Meghan Markle has revealed that she suffered a miscarriage in a deeply personal essay titled “The Losses We Share,” published today in the New York Times.

The Duchess of Sussex, 39, described experiencing a “sharp cramp” in July after changing her 18-month-old son Archie’s diaper. “I knew, as I clutched my firstborn child, that I was losing my second. Hours later, I lay in a hospital bed, holding my husband’s hand. I felt the clamminess of his palm and kissed his knuckles, wet from both our tears. Staring at the cold white walls, my eyes glazed over. I tried to imagine how we’d heal.”

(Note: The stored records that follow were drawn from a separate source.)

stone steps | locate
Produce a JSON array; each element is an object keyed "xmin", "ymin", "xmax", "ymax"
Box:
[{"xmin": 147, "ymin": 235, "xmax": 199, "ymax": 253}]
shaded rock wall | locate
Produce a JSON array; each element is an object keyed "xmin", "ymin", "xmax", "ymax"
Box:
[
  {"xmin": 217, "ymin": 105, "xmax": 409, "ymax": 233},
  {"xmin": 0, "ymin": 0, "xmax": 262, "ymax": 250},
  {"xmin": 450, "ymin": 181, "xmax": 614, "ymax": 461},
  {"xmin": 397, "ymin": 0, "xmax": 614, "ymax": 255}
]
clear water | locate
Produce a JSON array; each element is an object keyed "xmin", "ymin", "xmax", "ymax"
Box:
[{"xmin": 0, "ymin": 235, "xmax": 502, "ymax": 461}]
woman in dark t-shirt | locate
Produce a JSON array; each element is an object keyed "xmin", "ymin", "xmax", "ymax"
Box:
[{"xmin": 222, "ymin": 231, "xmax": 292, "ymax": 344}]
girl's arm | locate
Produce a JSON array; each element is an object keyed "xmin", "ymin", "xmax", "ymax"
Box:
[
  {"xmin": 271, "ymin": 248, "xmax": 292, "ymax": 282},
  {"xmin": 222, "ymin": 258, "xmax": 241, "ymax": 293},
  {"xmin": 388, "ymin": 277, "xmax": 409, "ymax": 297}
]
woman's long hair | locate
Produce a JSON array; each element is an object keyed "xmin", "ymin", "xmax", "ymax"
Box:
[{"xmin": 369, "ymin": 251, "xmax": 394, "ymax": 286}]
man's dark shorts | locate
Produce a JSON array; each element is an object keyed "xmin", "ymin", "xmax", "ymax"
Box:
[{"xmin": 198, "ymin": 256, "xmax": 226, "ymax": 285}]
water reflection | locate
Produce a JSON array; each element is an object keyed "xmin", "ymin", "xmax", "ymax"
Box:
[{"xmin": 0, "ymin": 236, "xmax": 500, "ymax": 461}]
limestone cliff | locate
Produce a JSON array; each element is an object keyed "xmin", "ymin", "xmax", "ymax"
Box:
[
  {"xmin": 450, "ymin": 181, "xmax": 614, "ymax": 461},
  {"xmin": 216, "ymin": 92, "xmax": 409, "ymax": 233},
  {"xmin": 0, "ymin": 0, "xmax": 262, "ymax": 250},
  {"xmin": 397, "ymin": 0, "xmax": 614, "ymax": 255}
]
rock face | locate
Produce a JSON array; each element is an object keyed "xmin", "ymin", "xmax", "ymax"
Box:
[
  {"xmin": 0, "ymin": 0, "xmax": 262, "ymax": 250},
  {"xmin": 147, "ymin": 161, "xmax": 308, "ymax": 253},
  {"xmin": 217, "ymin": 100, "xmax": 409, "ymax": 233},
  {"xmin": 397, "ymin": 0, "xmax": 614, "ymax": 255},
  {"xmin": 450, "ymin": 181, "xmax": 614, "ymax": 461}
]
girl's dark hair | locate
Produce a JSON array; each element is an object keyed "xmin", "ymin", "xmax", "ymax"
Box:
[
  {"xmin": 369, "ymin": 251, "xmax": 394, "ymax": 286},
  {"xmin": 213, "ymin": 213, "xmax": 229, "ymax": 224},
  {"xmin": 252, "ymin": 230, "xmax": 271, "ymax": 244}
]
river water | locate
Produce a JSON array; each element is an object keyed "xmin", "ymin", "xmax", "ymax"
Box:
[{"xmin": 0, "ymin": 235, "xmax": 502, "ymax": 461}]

Markle and her husband, Prince Harry, chose to reveal the news on the third anniversary of their engagement announcement -- and the eve of American Thanksgiving. She wrote, "[On] a holiday unlike any before — many of us separated from our loved ones, alone, sick, scared, divided and perhaps struggling to find something, anything, to be grateful for — let us commit to asking others, ‘Are you OK?’”

Though the op-ed begins with a very personal account of the couple’s tragedy, Markle then segues into the struggles of 2020, including the Black Lives Matter movement, the pandemic, and the U.S. presidential election. “On top of all of this, it seems we no longer agree on what is true. We aren’t just fighting over our opinions of facts; we are polarized over whether the fact is, in fact, a fact. We are at odds over whether science is real. We are at odds over whether an election has been won or lost. We are at odds over the value of compromise.”

However, she ends on a hopeful note: “We are adjusting to a new normal where faces are concealed by masks, but it’s forcing us to look into one another’s eyes — sometimes filled with warmth, other times with tears. For the first time, in a long time, as human beings, we are really seeing one another. Are we OK? We will be.”

A source close to the couple told Vanity Fair that they hoped revealing their personal struggle would help to break the stigma associated with talking about miscarriage, which affects 1 in 4 pregnancies.

"They decided that they wanted to talk about this and that this was the right time to do so," the source said. "There's a tone of hopefulness and optimism at the end of the article which I think shows where they are today. They are doing well."

The couple remained active and engaged in public appearances over the summer despite suffering the loss. In August they took part in a drive-through event with Baby2Baby, an L.A.-based national nonprofit organization, just one month after the miscarriage.